Smog alert stepped up: Air pollution gets worse as the country basks in the hottest Easter weekend EVER

By Emily Andrews

-Soot, dust and dirt particles massing in dangerous levels over UK
-Temperatures set to reach 26C, making it the hottest Easter on record

On the left, you can't see... St. Paul's Cathedral is barely visible through the smog on the London skyline as potentially dangerous levels of air pollution hit the capital over Easter in this picture taken at around 7.30am yesterday

The smog health risk was raised yesterday as air pollution levels rose even higher.

As dawn broke over Britain’s cities, the dense smog, full of irritating pollutants, could be seen hanging in the air.

The Government raised the warning to ‘high’ for most of south, east and central England as glorious sunshine and still conditions prevented any dispersal of the tiny particles of soot, dust, dirt and liquid nitrogen dioxide.

In daylight: The combination of hot weather and still conditions brought on by the current high pressure system means levels of ozone and polluting particles known as PM10s, which can affect people's health, are expected to increase

Sunny day, cloudy view: The smog covering central London as seen from Parliament Hill on Hampstead Heath in north London

Hope it's not like this next week: Westminster Abbey is shrouded in smog and early morning sunlight

No getting away from it: Smog coats the centre of Manchester

The unseasonably warm weather, with temperatures reaching 79f (26c) in central London yesterday, means that Britain is on course for the hottest April on record.

Experts said the vulnerable – such as asthmatics, the elderly, young children and heart patients – would experience more difficulty breathing, and warned that long-term exposure to high pollution could cause lung cancer and heart disease.

This is the first ‘smog warning’ for two years. They are normally issued during the summer. But the prolonged dry spell caused by a high pressure system above the UK, and pollution drifting over from southern Europe, have combined to breach European safety limits.

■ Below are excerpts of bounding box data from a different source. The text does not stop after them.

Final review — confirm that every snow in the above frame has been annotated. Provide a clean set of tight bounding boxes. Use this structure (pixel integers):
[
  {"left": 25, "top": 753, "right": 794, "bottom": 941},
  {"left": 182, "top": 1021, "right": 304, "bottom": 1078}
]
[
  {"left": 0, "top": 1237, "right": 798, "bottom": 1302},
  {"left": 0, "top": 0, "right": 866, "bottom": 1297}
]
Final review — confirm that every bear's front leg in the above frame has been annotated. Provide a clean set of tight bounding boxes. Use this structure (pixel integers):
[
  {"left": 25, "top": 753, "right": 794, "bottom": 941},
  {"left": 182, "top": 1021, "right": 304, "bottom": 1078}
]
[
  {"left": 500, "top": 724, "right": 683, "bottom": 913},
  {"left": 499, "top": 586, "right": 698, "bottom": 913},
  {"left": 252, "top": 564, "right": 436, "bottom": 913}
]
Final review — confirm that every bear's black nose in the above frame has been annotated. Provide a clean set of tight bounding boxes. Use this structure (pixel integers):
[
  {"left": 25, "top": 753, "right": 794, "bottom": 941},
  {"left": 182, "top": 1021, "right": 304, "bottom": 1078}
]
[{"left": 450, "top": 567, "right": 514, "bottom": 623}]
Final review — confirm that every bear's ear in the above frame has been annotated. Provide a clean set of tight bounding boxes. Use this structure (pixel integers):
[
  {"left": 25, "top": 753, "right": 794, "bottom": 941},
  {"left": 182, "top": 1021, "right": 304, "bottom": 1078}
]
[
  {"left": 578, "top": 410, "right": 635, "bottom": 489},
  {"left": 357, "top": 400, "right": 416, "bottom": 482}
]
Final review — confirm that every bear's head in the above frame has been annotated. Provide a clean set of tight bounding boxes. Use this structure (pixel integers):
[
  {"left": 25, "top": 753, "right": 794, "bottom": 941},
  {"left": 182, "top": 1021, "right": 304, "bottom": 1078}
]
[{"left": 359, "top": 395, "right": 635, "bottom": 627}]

Packed: Holidaymakers and day trippers flock to the beach at Bournemouth where temperatures hit the mid-20s

Crowded: Brighton beach bustles with sun worshippers as the Easter weekend kicks off

Not so sunny: However, the good weather left the country divided, with a thick blanket of fog over the seafront of Seaburn beach in Sunderland

Officials have advised those who experience a shortage of breath to avoid strenuous outdoor activity. Professor Warren Lenney, of the British Lung Foundation, said air pollution posed a big risk to young children because it can damage their lungs, restricting their airways and making them more prone to asthma.

The professor said: ‘We should be breathing normal healthy air with no soot, ozone or toxic nitrogen dioxide because all those things come into your airways and they produce inflammation.

'This then scars the lung tissue which results in smaller airways and can cause asthma, chronic obstructive pulmonary disease and lung cancer.

‘The smog that we are seeing this weekend is as bad as in Dickens’s time in Victorian England.

‘Then, it would have been really bad in November due to all the industrial smoke, but today it is somewhat worse due to the car exhaust fumes.

‘The particles in the air, which are microscopically small, can be breathed in a long way down into the lungs and then they become lodged. You breathe them in, then cough trying to dislodge the irritants and this inflames the tissue.’

Smog is created when vehicle exhaust gases such as nitrogen dioxide react with the air in strong sunlight to form ozone.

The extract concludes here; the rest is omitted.